For the realisation of this ambitious project, the Soprintendenza has availed of the collaboration of the Gilcrease Museum of Tulsa, Oklahoma, one of the most important museums for its wealth of historical tokens of the North-American continent and for the largest collection of artistic and handicraft manufactures concerning the history of the American West.

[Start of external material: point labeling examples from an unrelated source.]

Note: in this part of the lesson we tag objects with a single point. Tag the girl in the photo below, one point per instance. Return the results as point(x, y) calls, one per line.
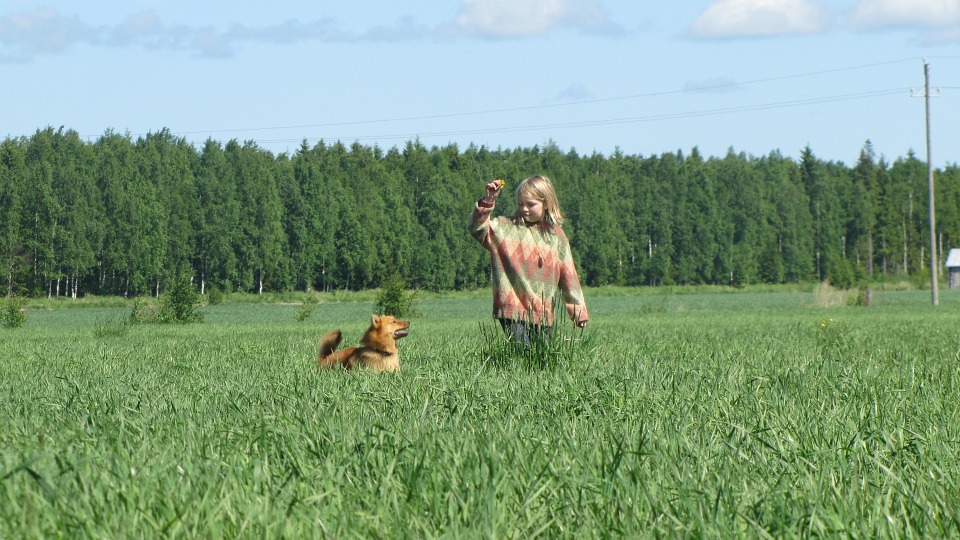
point(530, 259)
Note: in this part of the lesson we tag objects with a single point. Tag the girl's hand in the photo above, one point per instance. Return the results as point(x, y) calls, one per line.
point(493, 189)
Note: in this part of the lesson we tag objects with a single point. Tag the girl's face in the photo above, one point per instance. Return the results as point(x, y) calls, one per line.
point(531, 210)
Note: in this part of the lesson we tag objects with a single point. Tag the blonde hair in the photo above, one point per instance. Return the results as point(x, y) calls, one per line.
point(540, 188)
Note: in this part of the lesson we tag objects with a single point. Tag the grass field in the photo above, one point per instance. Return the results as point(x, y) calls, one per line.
point(693, 414)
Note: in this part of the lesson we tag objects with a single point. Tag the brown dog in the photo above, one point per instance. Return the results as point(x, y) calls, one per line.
point(378, 351)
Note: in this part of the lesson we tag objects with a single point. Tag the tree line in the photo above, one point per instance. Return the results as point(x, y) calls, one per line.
point(128, 217)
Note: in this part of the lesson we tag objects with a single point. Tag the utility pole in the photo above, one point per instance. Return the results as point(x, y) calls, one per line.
point(934, 288)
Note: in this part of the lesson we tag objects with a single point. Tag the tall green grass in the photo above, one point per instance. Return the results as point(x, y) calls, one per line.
point(754, 414)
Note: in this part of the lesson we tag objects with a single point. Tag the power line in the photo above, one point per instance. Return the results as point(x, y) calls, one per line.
point(612, 121)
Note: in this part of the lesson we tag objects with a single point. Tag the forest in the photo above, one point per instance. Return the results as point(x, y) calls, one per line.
point(124, 216)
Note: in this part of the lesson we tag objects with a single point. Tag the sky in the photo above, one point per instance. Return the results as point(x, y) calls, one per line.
point(589, 76)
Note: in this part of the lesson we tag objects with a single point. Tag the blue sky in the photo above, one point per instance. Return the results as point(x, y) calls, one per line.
point(590, 75)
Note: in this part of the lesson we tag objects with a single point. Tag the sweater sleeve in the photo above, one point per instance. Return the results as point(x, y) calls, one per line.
point(480, 223)
point(571, 291)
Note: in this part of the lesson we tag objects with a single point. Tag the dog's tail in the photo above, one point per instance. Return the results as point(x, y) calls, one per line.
point(327, 345)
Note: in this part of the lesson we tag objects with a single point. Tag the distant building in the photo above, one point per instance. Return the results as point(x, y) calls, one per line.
point(953, 264)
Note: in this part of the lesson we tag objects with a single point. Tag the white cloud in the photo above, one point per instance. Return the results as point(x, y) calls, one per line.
point(884, 13)
point(43, 31)
point(27, 35)
point(524, 18)
point(736, 18)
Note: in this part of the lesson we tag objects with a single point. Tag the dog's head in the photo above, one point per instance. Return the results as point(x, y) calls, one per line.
point(384, 332)
point(389, 324)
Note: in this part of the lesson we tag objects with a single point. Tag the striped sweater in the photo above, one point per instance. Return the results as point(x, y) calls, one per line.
point(529, 265)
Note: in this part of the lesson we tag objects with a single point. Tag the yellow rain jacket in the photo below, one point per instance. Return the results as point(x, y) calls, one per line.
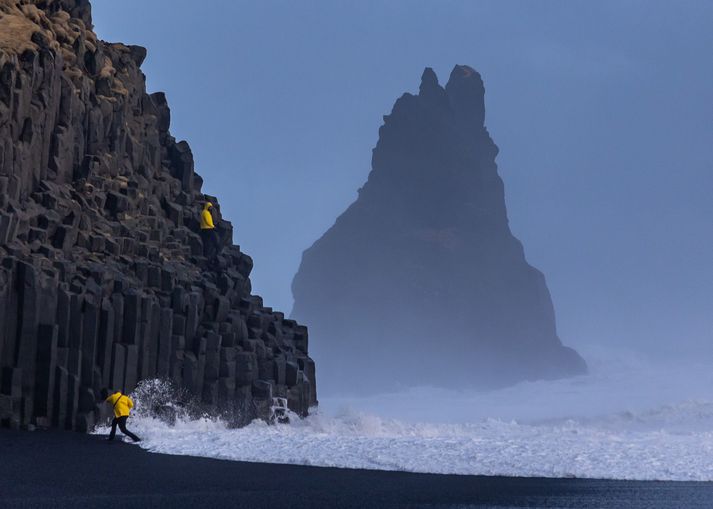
point(122, 404)
point(207, 218)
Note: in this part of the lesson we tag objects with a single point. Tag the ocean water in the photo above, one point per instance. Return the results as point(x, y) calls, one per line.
point(625, 420)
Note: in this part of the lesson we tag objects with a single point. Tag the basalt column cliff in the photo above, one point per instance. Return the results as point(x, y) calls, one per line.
point(102, 278)
point(420, 281)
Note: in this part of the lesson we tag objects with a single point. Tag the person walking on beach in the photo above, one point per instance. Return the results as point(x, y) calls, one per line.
point(122, 406)
point(208, 233)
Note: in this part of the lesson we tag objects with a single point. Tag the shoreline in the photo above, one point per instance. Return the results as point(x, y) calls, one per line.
point(65, 469)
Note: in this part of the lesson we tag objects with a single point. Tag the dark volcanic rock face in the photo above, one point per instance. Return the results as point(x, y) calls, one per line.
point(102, 278)
point(420, 281)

Founded in 1949 by oilman Thomas Gilcrease of the Muskogee-Creek Nation, the Museum is a unicum in the American panorama, for the exceptional vastness of its collections, most of which were collected by its founder, animated by a profound interest in the history of his forefathers and of the native populations. Property of the city of Tulsa which jointly administers it with the University of the city, the Gilcrease Museum represents a fundamental point of reference for studies on the Native Americans.
The Florence show will present a selection of the most precious and significant pieces from the American museum, and will open in the Andito degli Angiolini with a historical section that introduces the various phases in the discovery of America and its colonisation; a map will show the locations of the settlements of the major tribes before and after the exodus from their lands. This section will also touch on aspects of the tribes’ social organisation before colonisation, and the subsequent contamination of Indian culture by Western culture; particular attention will be devoted to the iconographic tokens of the early XX century by great American photographer and ethnologist, Edward Curtis who dedicated himself to documenting the civilisation of the Native Americans who were by then risking extinction.
The exhibition finds one of its most suggestive locations in the Galleria del Costume’s Sala della Meridiana with its eighteenth-century frescoed ceiling by Medici court painter Anton Domenico Gabbiani, which celebrates Amerigo Vespucci alongside Galileo Galilei, with allusions to the discovery of the New World and its inhabitants. This location will host the show’s most important section which will have an anthropological perspective, and exhibit artefacts by the various indigenous Nations, both commonly-used and ceremonial objects: the well-known plumed headdresses, pottery, weapons, jewellery of the most varied forms, typologies and materials, such as necklaces made of animal tusks and claws, splendid clothing made from animal hides and with lively decorations consisting, for the most part, of brightly coloured glass beads, and other articles of both male and female clothing. This section is accompanied by a rich iconographic apparatus consisting of paintings, sculpture and photography from the XIX century to the early XX century, executed by artists who entered into close contact with the Native Americans, and depicted their everyday life. Among these artists are Joseph Henry Sharp who authored the exhibition’s masterpiece that be displayed in the Gallery’s ballroom: Crucita, a Girl from Taos. Beside the painting, in a suggestive comparison, are the clothing and objects utilised for the painting, which belong to the Museum.
Finally, the exhibition will enable the general public to appraise significant tokens of Native American civilisation, known to the public only through the imaginative reconstructions of American films, and the exclusive object of study of cultural anthropologists.